May indicated the door would be open for a return to Government after Brokenshire - a close ally since their days in the Home Office - has overcome his health difficulties, telling him in a letter that she was looking forward to "working alongside you again when you are back to full health".

Former immigration minister Lewis, who also takes the title of minister without portfolio, said he was "honoured" to be appointed party chairman less than eight years after arriving in the House of Commons as MP for Great Yarmouth in 2010.

His promotion appeared to mark a concerted effort to revitalise Conservative campaign headquarters, with the appointment of a number of younger MPs from diverse ethnic backgrounds to senior roles in the party, including former soldier James Cleverly as deputy chair.

Junior minister Chris Skidmore was appointed vice chairman for policy, Maria Caulfield as vice chair for women, and 2017 intake MPs Kemi Badenoch and Ben Bradley as vice chairs for candidates and youth respectively.

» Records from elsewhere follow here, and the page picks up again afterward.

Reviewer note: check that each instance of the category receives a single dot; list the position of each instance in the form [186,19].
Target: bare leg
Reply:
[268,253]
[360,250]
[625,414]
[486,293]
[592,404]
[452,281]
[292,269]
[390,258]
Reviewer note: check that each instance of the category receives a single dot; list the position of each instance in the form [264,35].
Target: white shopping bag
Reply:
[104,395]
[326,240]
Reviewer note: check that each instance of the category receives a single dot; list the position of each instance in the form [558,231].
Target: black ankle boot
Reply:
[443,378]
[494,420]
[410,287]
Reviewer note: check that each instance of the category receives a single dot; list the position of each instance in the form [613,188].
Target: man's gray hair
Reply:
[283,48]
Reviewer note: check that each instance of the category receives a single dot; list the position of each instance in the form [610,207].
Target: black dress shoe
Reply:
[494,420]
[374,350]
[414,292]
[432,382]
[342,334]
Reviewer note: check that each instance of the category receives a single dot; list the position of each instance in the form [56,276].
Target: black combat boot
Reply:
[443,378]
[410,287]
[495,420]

But the shake-up was overshadowed by a blunder at HQ which saw the official @conservatives Twitter feed congratulate transport secretary Grayling on becoming chairman.

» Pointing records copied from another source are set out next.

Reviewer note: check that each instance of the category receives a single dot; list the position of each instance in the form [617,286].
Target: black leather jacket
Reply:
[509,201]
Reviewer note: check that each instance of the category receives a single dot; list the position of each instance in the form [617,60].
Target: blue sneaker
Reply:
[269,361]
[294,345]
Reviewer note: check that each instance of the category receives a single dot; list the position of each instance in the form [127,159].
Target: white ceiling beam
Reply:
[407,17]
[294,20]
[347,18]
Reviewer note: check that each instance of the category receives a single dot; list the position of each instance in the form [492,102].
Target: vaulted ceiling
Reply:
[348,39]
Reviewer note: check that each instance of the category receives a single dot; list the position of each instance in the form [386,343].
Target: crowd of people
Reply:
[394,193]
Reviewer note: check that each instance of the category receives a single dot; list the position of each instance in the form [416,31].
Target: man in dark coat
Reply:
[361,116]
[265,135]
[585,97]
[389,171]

The tweet was deleted within moments of being sent, but not before it had been shared by a number of Tory MPs and reported on TV.

A Tory source said that CCHQ political director Iain Carter sent the message to a majority of the party's MPs via WhatsApp, before deleting it and saying it was sent in error.

Speculation remained rife at Westminster that several big names were on their way out of the Cabinet, with education secretary Justine Greening and the leader of the Commons Andrea Leadsom all reported to be vulnerable as the Prime Minister seeks to assert her authority.

In a letter to the Prime Minister, McLoughlin said he felt it was the right time to leave the Cabinet "as we discussed some months ago".

The outgoing chairman has faced criticism over the way the general election campaign was run, but Mrs May said he had responded to the challenge with "vigour" and praised his "wisdom, hard work and dedication".